Teh, Soo Huey
CATEGORIES2021 Symposium Abstracts Conference Papers
Buildings are responsible for almost 40% of all energy and process related greenhouse gas emissions globally. As such, charting strategies and developing policies to ensure the built environment achieves net-zero performance by at least 2050 is seen as essential for tackling the climate crisis. This must include not only operational emissions (from lighting, heating, cooling and small loads in our buildings), but also embodied emissions from the manufacture, transportation and construction of our buildings as well. This study uses a national-scale integrated macroeconomic simulation model to explore potential pathways to achieve net zero operational and embodied emissions in Australia’s residential and commercial buildings by 2050.
This study uses a macroeconomic simulation model called iSDG-Australia. Within this model a new built environment module is created which measures economy-wide operational and embodied greenhouse gas emissions from residential and commercial buildings.
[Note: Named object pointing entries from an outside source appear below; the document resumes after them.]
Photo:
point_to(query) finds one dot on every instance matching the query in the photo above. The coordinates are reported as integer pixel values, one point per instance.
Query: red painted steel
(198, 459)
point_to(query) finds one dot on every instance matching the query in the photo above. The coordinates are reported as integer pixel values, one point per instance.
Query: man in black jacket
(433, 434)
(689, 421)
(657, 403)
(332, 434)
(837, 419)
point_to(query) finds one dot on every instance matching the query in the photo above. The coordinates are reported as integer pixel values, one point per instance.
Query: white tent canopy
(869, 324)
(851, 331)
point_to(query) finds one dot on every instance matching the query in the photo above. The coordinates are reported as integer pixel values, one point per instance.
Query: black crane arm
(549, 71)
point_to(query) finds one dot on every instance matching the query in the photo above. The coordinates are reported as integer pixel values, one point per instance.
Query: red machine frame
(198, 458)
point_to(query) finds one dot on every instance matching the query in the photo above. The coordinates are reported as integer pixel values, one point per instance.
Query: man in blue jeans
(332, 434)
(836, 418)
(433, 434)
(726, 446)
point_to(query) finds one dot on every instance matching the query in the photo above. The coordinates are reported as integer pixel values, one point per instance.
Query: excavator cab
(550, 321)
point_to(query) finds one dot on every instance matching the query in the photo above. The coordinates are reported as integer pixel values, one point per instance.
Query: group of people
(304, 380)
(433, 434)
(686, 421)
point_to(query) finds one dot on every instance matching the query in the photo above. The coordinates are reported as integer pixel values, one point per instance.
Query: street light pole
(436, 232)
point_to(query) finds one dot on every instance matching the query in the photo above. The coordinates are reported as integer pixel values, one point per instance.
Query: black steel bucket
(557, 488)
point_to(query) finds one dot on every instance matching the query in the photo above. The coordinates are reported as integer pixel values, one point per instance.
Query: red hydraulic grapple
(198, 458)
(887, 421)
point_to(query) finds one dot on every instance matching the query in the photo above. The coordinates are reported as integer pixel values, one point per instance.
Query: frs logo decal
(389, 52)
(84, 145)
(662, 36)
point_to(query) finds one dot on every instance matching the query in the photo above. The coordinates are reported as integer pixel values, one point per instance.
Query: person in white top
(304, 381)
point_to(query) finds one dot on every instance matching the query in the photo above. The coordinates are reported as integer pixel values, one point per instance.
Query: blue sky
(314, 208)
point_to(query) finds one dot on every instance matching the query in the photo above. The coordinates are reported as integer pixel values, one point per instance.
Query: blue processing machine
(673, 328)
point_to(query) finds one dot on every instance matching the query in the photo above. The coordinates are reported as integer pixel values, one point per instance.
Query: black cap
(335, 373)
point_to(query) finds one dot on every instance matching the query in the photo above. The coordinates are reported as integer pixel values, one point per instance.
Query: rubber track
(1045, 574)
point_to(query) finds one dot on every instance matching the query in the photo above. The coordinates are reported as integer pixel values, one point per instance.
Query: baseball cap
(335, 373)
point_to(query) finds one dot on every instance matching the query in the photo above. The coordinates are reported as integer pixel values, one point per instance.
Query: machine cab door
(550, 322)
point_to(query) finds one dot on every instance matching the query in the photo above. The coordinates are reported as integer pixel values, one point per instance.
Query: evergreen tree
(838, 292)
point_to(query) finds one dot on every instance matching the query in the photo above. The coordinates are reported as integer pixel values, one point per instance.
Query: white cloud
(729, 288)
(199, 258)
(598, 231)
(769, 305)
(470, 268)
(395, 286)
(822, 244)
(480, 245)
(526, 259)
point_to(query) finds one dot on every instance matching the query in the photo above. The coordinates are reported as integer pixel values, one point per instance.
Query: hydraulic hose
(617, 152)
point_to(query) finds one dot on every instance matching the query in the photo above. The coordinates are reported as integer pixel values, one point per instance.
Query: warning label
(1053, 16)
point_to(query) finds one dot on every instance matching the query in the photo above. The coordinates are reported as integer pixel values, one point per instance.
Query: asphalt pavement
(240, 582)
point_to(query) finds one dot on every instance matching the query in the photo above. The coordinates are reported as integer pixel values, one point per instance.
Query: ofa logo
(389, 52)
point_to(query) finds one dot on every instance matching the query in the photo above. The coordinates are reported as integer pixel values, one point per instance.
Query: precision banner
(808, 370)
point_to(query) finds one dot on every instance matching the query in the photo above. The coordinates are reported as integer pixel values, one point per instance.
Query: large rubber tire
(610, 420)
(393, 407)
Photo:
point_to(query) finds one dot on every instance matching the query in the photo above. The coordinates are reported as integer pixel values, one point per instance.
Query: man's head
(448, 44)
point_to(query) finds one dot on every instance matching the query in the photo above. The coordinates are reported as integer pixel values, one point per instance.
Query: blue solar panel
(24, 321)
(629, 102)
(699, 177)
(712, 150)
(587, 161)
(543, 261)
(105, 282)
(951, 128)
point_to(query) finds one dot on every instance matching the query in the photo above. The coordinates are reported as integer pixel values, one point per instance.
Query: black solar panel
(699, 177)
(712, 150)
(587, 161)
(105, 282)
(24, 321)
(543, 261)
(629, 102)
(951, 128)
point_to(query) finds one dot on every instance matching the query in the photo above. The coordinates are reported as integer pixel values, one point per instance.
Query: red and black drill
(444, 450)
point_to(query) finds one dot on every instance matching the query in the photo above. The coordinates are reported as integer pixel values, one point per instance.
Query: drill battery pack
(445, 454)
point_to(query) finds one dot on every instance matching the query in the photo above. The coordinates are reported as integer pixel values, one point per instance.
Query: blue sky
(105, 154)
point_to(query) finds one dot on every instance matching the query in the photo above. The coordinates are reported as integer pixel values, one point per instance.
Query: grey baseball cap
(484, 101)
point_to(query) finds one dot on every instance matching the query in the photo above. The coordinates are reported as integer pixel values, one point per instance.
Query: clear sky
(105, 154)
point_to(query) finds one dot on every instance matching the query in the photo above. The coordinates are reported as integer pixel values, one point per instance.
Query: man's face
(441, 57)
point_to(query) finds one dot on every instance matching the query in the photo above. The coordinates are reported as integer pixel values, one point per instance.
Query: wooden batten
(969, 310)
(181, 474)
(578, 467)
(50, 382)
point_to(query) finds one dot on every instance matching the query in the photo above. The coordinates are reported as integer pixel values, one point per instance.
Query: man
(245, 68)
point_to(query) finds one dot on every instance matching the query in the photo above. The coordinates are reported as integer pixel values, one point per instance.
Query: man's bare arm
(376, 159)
Using this model, we simulated three built environment scenarios measuring total operational and embodied emissions from 1990 to 2050:
- Business as usual: this includes higher population growth, higher resource demands, a slower transition to electric vehicles and renewable energy, current trends on energy efficiency and a slower electrification of buildings
- Scenario 1 ‘Moderate ambition’: this includes a slower population growth, lower resource demand, a more rapid transition to electric vehicles and electrification of buildings and additional investment in energy efficiency and renewables
- Scenario 2 ‘High Ambition’: This is the same as scenario 1, but with 100% electric vehicles and electrification of buildings by 2050, ambitious investment in energy efficiency and renewables and a gradual increase of timber buildings up to 30% of the new building stock in 2050
The study found operational and embodied emissions in the built environment are projected to decline, even under the ‘business as usual’ scenario from around 120 MtCO2e in 2020, to 66.4 MtCO2e in 2050. However, far more significant reductions are possible. Scenario 1 will see emissions fall to 32.8 MtCO2e, whereas the most ambitious Scenario 2, will see emissions reduced to 4.16 MtCO2e by 2050 – this is a 94% reduction as compared to business as usual.
These results suggest that a net zero target for the residential and commercial building sector in Australia covering both operational and embodied emissions is feasible with the right policy and investment settings. With more ambitious approaches, it would be possible to achieve net-negative emissions by 2050, due in part to the upfront carbon sequestration from increasing the number of mass timber buildings.